Bernadette, who was telling Gentille all this, would have liked all her clientele to vanish into thin air. She didn’t want to work any more, but what else was she going to do? In the beginning, even when she was exhausted, she never refused a john. Not for the money, just for the pleasure and chance of fulfilling her dream. The pleasure of surprising caresses and kisses. A tongue playing in her ear while a deft finger set a nipple quivering. Well, yes, the johns were all in a hurry and got into her faster than she would have liked, generally dispensed with amorous demonstrations and cut short their tenderness. But she was getting more pleasure here than when she was working at Sodoma, and then at the Hôtel des Diplomates.

And she still had her dream. A hundred, two hundred johns had had relations with her. There were some who were regulars and wanted to pay less or else get her into sexual activities that Rwandan tradition forbade, or would show affection by bringing her little gifts that she knew were inexpensive and insignificant. Tiny bottles of alcohol and sets of toiletries given away on airplanes, old magazines (she couldn’t read, or barely anyhow). The most generous went so far as to offer a few cheap bits of jewellery from the Nairobi airport duty-free shop. But all her sexual prowess, her beauty, her total availability and her vigour (she was a good lay, she wanted no doubt about that) were not enough for them. They were not content with her body, which she gave without reserve (except for tradition’s requirement), and all her caresses, which she’d learned to refine and adapt to the various tastes of Whites—no, besides all this, and for the same price, she had to admire and love them, transform johns into heroes, into supermen, and most of all into men amorously desired. And they would tell her a girl as intelligent as she was (funny, they never said “woman,” though she was nearly thirty), a girl as beautiful as she was, could remake her life with a little help. Bernadette, who was sterile, dreamed of owning a children’s clothing shop and had asked one of her first rich johns to lend her a small sum of money. The rotund and paunchy German almost died laughing his deep, coarse laugh.

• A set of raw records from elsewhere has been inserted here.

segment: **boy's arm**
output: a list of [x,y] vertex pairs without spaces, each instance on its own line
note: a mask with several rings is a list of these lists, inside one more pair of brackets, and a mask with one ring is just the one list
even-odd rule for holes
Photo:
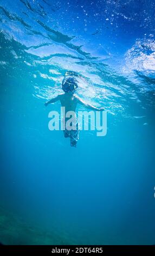
[[103,107],[98,108],[96,107],[94,107],[94,106],[92,106],[91,104],[88,104],[78,96],[76,96],[76,98],[78,100],[78,103],[79,103],[81,105],[83,106],[86,108],[88,108],[88,109],[95,110],[96,111],[104,111],[105,110]]
[[50,103],[54,103],[57,101],[58,100],[60,100],[60,95],[57,95],[56,97],[55,98],[53,98],[51,100],[50,100],[49,101],[47,101],[44,103],[44,105],[47,107],[47,106],[48,105],[48,104],[50,104]]

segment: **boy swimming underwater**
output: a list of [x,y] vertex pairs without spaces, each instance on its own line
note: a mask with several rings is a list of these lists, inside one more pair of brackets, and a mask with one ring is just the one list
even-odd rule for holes
[[67,76],[64,77],[62,83],[62,89],[64,93],[59,94],[56,97],[51,99],[50,100],[45,103],[45,106],[47,106],[48,104],[54,103],[60,100],[61,106],[64,107],[64,109],[65,109],[65,113],[63,113],[64,117],[66,117],[66,113],[69,111],[72,111],[75,113],[74,121],[75,129],[74,130],[69,130],[67,129],[66,124],[69,118],[65,117],[64,120],[65,130],[63,131],[65,138],[70,138],[70,145],[71,147],[76,147],[76,143],[79,139],[79,133],[78,121],[75,114],[77,104],[79,103],[86,108],[91,110],[97,111],[102,111],[104,110],[103,108],[97,108],[90,104],[87,103],[85,101],[82,100],[82,99],[78,95],[76,95],[74,93],[78,87],[78,81],[76,78],[73,76]]

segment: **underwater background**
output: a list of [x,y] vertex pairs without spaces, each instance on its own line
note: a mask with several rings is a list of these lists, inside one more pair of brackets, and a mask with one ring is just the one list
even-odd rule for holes
[[[155,242],[154,0],[0,0],[0,242]],[[107,111],[77,148],[44,103],[67,70]],[[81,110],[81,106],[79,107]]]

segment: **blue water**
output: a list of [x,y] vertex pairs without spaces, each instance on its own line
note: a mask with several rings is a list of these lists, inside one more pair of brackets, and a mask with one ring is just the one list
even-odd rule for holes
[[[10,222],[54,230],[59,244],[154,244],[154,0],[0,1],[0,206]],[[44,106],[68,70],[83,77],[77,94],[107,111],[107,135],[81,131],[77,148],[48,129],[60,103]],[[20,243],[4,230],[2,242]]]

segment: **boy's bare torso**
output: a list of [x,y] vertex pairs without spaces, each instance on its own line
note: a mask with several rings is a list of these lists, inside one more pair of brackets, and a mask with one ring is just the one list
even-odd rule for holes
[[68,111],[75,112],[78,102],[77,96],[70,93],[63,93],[59,95],[62,107],[65,107],[66,113]]

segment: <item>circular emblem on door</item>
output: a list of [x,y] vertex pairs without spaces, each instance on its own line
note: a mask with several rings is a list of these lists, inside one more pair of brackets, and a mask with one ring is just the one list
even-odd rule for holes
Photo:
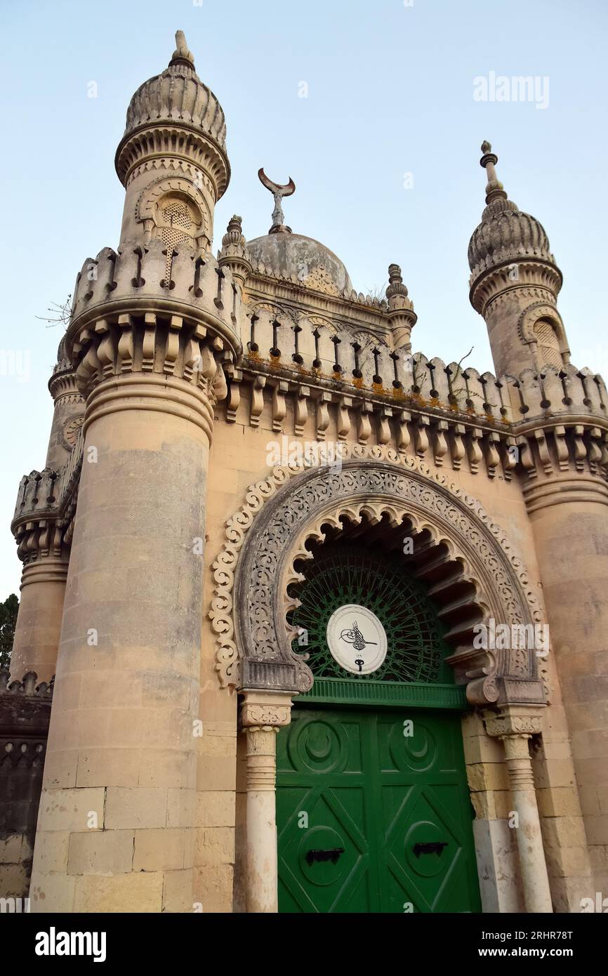
[[353,674],[371,674],[386,657],[386,633],[376,614],[357,603],[339,607],[327,624],[327,646]]

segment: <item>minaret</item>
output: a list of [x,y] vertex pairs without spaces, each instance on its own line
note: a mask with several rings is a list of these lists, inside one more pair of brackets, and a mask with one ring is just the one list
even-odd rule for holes
[[85,261],[65,336],[86,407],[35,912],[193,911],[207,468],[242,276],[210,251],[223,113],[176,41],[129,105],[120,245]]
[[64,527],[53,510],[60,471],[65,467],[82,425],[84,397],[61,339],[49,380],[55,409],[47,460],[42,471],[21,480],[13,531],[23,562],[20,600],[11,655],[11,678],[34,671],[50,681],[57,667],[69,549]]
[[181,30],[169,66],[131,100],[115,166],[126,190],[121,247],[158,238],[209,250],[215,206],[230,179],[225,122]]
[[483,142],[486,208],[468,244],[470,303],[486,320],[497,377],[567,365],[570,350],[556,303],[561,271],[543,225],[507,196]]
[[[608,794],[608,486],[605,450],[598,446],[605,446],[608,436],[605,386],[601,378],[570,364],[556,307],[562,277],[545,229],[507,198],[496,176],[496,155],[488,142],[481,148],[487,206],[468,246],[470,301],[487,322],[497,376],[510,374],[514,381],[507,379],[507,386],[513,392],[528,391],[537,404],[518,416],[514,433],[523,460],[517,470],[569,724],[563,755],[572,749],[601,891],[608,884],[608,817],[601,805]],[[547,768],[564,798],[553,802],[563,803],[558,812],[574,810],[567,806],[571,780],[555,756],[547,757]],[[545,816],[551,815],[546,806]],[[584,840],[577,865],[582,874]],[[578,880],[564,881],[569,883]]]

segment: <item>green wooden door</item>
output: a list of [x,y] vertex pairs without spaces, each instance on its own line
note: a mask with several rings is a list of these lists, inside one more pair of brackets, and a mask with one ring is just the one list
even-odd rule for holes
[[480,911],[458,714],[294,708],[276,804],[280,912]]

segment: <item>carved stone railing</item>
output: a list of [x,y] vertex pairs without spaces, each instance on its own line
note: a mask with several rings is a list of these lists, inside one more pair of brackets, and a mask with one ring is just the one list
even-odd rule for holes
[[0,671],[0,896],[27,895],[46,752],[53,681],[34,671],[9,684]]
[[111,314],[114,306],[134,313],[165,309],[210,321],[237,346],[241,298],[230,268],[219,267],[211,254],[202,257],[182,244],[173,249],[170,259],[167,246],[156,239],[118,251],[103,248],[97,258],[88,258],[76,279],[68,335],[78,331],[75,323],[101,317],[101,305],[103,315]]

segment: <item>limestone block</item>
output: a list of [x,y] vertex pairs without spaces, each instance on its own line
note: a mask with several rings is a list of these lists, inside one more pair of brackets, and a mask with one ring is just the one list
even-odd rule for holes
[[139,783],[142,787],[172,787],[194,790],[196,786],[196,754],[178,749],[142,751]]
[[0,840],[0,864],[18,864],[20,861],[22,834],[13,834]]
[[142,705],[145,709],[171,705],[189,713],[193,711],[192,690],[186,675],[146,672],[142,677]]
[[193,790],[167,791],[167,827],[192,827],[195,824],[196,793]]
[[183,868],[185,831],[172,828],[136,831],[134,871],[171,871]]
[[581,809],[586,816],[589,813],[599,814],[604,812],[599,805],[598,787],[579,786],[579,798],[581,800]]
[[196,832],[195,865],[234,864],[234,831],[207,827]]
[[467,765],[466,779],[471,792],[508,789],[505,762],[475,762]]
[[599,801],[599,811],[608,813],[608,783],[602,783],[597,787],[597,799]]
[[534,781],[537,789],[544,787],[574,787],[572,759],[547,759],[535,763]]
[[199,790],[234,790],[234,762],[221,755],[199,755],[196,760],[196,785]]
[[79,752],[79,787],[136,787],[141,752],[137,749],[87,749]]
[[503,762],[505,753],[500,740],[491,736],[466,736],[463,739],[465,762],[472,765],[476,762]]
[[205,865],[194,869],[194,901],[204,913],[232,912],[233,868],[231,865]]
[[543,839],[549,847],[585,847],[587,836],[582,817],[543,817]]
[[545,847],[545,859],[549,874],[556,877],[588,876],[589,861],[587,847]]
[[231,792],[205,790],[197,794],[198,827],[234,827],[234,796]]
[[[95,831],[97,836],[99,831]],[[67,871],[67,848],[69,838],[86,837],[86,834],[70,834],[69,831],[40,832],[36,834],[36,870],[43,873]]]
[[132,870],[133,831],[72,834],[68,874],[123,874]]
[[[39,818],[44,814],[45,831],[82,831],[103,829],[105,791],[43,790],[40,794]],[[92,828],[91,814],[97,814],[97,827]]]
[[44,760],[45,783],[49,789],[54,787],[92,786],[98,784],[81,784],[76,782],[78,770],[78,750],[53,750],[47,752]]
[[163,912],[189,913],[194,911],[192,887],[194,872],[166,871],[163,875]]
[[22,898],[27,895],[27,869],[23,864],[0,864],[0,897]]
[[162,872],[141,872],[100,877],[81,874],[75,879],[74,912],[159,913],[162,909]]
[[166,789],[108,787],[105,805],[107,830],[165,827]]
[[541,817],[576,817],[580,813],[579,794],[571,787],[537,790]]
[[587,839],[590,844],[608,844],[608,814],[587,817],[585,820]]
[[[37,845],[38,837],[36,837]],[[76,878],[70,874],[40,872],[29,889],[31,912],[69,913],[74,911]]]

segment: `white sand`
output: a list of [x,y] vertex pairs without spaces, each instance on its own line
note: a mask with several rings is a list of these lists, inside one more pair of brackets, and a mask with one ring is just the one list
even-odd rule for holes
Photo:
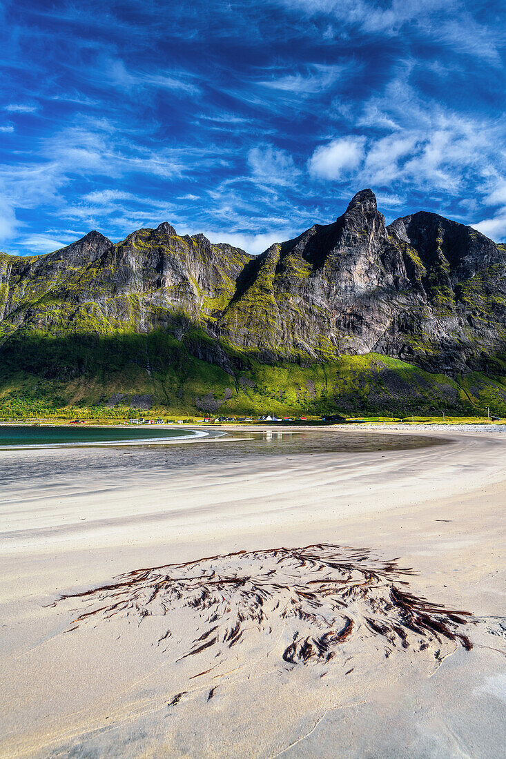
[[[36,461],[29,451],[2,452],[2,468],[15,456],[23,476],[3,483],[0,499],[0,755],[501,755],[502,430],[432,429],[451,442],[417,450],[245,461],[231,453],[219,471],[164,471],[104,448],[93,452],[103,461],[93,479],[74,451],[38,451]],[[270,607],[270,637],[245,631],[233,648],[176,663],[176,650],[198,637],[182,608],[142,619],[133,607],[109,621],[101,613],[66,631],[84,602],[49,606],[140,568],[321,542],[368,548],[376,561],[400,557],[418,573],[405,578],[410,592],[481,619],[466,626],[473,649],[443,639],[419,650],[413,641],[386,658],[362,620],[321,677],[319,663],[283,660],[286,636],[301,633],[280,626]],[[364,608],[349,613],[362,619]]]

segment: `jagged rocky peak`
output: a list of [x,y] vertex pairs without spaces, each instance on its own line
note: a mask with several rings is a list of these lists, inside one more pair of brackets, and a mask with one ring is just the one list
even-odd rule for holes
[[66,245],[53,253],[42,257],[45,261],[52,262],[64,260],[68,263],[81,264],[87,261],[95,261],[112,243],[106,237],[93,229],[80,240]]
[[353,211],[359,211],[362,213],[378,213],[376,196],[372,190],[367,187],[365,190],[360,190],[356,195],[353,195],[348,203],[346,213]]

He hadn’t been talking about that kind of help, which she would squander in any event, knowing nothing about business, but a recommendation or sponsorship for the kind of employment she was capable of, such as cleaner at the embassy, or maid in a family of aid workers, and later, perhaps, a recommendation for a visa. Others, even more impatient to take her love as a trophy, went further still with the rape of her soul. After the trinkets might come a little cotton dress worth less than the price of the fuck, and only occasionally flowers worth half the price of the dress but demonstrating depth of feeling and perhaps even commitment. She would find herself someone, even if he was ugly, bald and adipose with one foot in the grave, who would get her out of here and take her to Belgium or Australia, Canada or Italy. Anywhere.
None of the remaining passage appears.